Além de ser o mais antigo enterro em África, é também a confirmação de que as populações do Paleolítico médio africano realizaram ritos funerários.
"A criança, com cerca de três anos de idade, foi enterrada numa cavidade que tinha sido escavada especificamente para este fim. Ali foi depositada numa posição intencional e muito delicada, quase fetal, com a cabeça sobre um suporte, como se fosse uma almofada. O seu corpo foi envolto num tipo de mortalha natural feita de peles ou folhas de animais e depois coberta com terra", explicou a investigadora e diretora do Centro Nacional de Investigação da Evolução Humana (CENIEH) de Espanha, María Martinón Torres, à agência noticiosa Efe.
Apelidada de "Mtoto", criança em suaíli, foi enterrada há 78 mil anos no atual lugar de Panga ya Saidi, um importante local arqueológico no sudeste queniano.
A descoberta, coliderada pela equipa de Martinón Torres, pelo Instituto Max Planck para o Estudo da História Humana, da Alemanha, e pelos Museus Nacionais do Quénia e que contou com a colaboração de investigadores da Universidade Complutense de Madrid e de cerca de 30 instituições de todo o mundo é tema de capa da revista Nature.
A paleoantropóloga espanhola considera que Mtoto é "a prova mais antiga" de "enterros ou do comportamento funerário em África", considerando que é importante não apenas como descoberta científica, mas também porque "revela a complexidade da mente humana, que é capaz de estabelecer ligações complexas com a comunidade para além do mundo físico e interagir com aqueles que morreram.
Até agora a única prova de um enterro do mesmo período era a descoberta de Border Cave, na África do Sul, onde os restos mortais, também de uma criança, remetiam para 74 mi anos, embora a falta de documentação tenha envolvido o achado em controvérsia.
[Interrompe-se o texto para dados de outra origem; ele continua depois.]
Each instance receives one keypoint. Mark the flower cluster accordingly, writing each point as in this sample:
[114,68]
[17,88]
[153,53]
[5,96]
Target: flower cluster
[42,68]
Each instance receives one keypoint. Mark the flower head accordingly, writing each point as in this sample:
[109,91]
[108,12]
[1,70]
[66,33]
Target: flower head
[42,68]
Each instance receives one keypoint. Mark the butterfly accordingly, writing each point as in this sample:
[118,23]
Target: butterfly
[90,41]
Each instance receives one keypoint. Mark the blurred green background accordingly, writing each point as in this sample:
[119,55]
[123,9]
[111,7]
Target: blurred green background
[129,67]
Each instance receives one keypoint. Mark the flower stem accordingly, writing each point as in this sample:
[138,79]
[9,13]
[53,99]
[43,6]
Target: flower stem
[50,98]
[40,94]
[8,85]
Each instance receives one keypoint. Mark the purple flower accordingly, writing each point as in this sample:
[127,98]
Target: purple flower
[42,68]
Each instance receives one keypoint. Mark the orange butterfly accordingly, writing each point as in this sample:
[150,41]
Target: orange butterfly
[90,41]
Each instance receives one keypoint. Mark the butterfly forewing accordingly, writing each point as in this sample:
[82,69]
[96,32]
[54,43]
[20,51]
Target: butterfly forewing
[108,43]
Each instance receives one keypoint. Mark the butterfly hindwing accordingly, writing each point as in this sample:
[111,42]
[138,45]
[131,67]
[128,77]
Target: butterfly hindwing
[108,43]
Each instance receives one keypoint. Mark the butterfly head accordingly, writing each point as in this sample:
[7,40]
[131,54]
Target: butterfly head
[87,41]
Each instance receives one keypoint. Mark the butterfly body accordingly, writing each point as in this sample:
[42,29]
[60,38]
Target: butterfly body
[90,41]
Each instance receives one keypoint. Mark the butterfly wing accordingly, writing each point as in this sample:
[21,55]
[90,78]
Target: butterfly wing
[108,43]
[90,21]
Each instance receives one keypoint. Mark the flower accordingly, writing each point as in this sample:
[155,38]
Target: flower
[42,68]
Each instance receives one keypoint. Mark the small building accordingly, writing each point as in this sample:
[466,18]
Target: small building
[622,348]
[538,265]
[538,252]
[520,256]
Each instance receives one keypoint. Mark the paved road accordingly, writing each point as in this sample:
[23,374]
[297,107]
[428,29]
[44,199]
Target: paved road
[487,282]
A Eurásia apresenta outras provas de enterros de Homo sapiens e Homo neanderthalensis (o homem de Neandertal) mais antigos, com os casos de Qafzeh e Shul (Homo sapiens), datados entre 90 mil e 130 mil anos, e Tabun C (Neandertal), há cerca de 120 mil anos, todos no norte de Israel.
Martinón Torres considerou que esta descoberta é "tão interessante" uma vez que "faltavam provas fortes e claras de enterros em África".
A comunidade científica não encontra, porém, uma razão para que não sejam encontrados mais enterros em África.
"Pode ser que este tipo de comportamento se tenha desenvolvido mais cedo fora de África, ou pode simplesmente ter sido feito mais trabalho de campo na Eurásia do que em África, ou mesmo que os comportamentos de enterro em África sejam diferentes dos da Eurásia e que não deixam vestígios arqueológicos", sugeriu a paleoantropóloga.